The genetic panel came back and there were strands of numbers and letters in each of the dozen characteristics. I had no idea what I was looking but I assumed each strand represented what my genetic make-up was and how it was unique to me. Boy, there were lots of numbers, letters and special characters…kinda like passkey passwords.

I like to think that they then just stuck that card in a magic computer somewhere and out came the name of a donor. Well, it was not far from that but the matching output anonymously listed about ten of the best candidates with information on the quality of their specific charactertistics. There were two perfect matches. So we went with the one my doctor thought was the prime candidate, a 40-year old German man.

He was quickly nicknamed Hans and we became Team Hans.

I had my final scan and to everyone’s surprise, I came out as cancer-free. The epcoritamab had worked. The donor was a perfect match. My heart and lungs were ready to go. Everything had lined-up perfectly. I was a bit shocked but ready to move forward.

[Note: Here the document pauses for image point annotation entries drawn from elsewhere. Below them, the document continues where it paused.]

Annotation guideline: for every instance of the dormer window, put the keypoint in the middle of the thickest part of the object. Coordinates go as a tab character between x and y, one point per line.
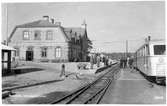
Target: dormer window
26	35
49	35
37	35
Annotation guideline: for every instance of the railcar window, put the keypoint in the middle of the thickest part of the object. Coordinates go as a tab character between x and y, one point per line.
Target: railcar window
159	50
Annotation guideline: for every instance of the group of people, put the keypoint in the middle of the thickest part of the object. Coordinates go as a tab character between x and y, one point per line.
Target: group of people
126	62
97	59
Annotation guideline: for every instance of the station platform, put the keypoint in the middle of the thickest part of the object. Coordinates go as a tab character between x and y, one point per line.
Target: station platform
132	88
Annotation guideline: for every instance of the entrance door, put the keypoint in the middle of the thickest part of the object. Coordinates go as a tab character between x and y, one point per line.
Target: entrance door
29	55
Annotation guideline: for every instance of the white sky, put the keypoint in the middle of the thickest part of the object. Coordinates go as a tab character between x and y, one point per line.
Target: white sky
109	24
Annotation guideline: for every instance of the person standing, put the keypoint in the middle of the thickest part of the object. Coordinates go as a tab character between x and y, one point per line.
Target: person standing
98	61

A little side note on the new drug: There were two of us at Emory who were the first patients to get it. I was the first patient there to run the full treatment course and do it successfully! We asked what the outlook was to just continue the shots indefinitely. Besides the $36,000 apiece cost, there was no research then on their long-term efficacy. I was fine with that and somewhat relieved that stem cell transplant was not the last straw, should things, you know, not work out.

Up till now, throughout this entire journey, I had not experienced a high level of physical discomfort. Sure, there was the time during CAR-T therapy when I felt the catheter in my heart and the time during my first biopsy when the radiology team was arguing about where the big-ass, tissue-grabbing needle went, but mostly, it was just waiting and fatigue and uncertainty.

I was admitted on October 4 and had a day of rest before they started two different (strong!) chemo regimens. The idea was to kill any cancer cells left floating around in my body or newbies that had grown since I stopped the shots. I developed a horrible, flaming rash on my back and there was crushing talk of postponing. This was Friday. Hans was scheduled to make his donation in Germany on Saturday. Cells on the plane with a courier to the US on Sunday. Arrival at Emory Monday. Transplant on Wednesday. It was all lined-up, we had checked every box. A rash? A fucking rash? Are you kidding me??

I will never forget the face on the physician’s assistant the next morning as she came bounding in – she was beaming! She said, “I did some really deep digging in your chart over night and found you had this same reaction to the same chemo during CAR-T. It’s fine. Nothing to worry about. We’re a go.”

Monday was full-body radiation and for the first time, I got sick — a long afternoon of vomiting and feeling awful and stale numbness enveloping my physical being.

But then Wednesday rolled around and things were oddly quiet and peaceful in my room. I put on some chill music like I had done every day. On her rounds, the lead nurse asked if I was ready, and I said yes and she said, OK, we’ll be back around 10:30.

It was all very anti-climactic. She and a nurse she was training came in, shut the door, made me verify my identity. They cecked my drivers license against the bar code on the Fed-Ex box (which had not even been opened). They then opened the box and pulled out the little pouch of blood product – stem cells spun out of Hans three days before. We reverified that I was me. An IV was hooked up to my hand and then to the bag. The needle went in, the check valve was opened and the transplant began.

There it was, my new immune system, dripping into my arm. As we liked to joke, Hans was now inside of me.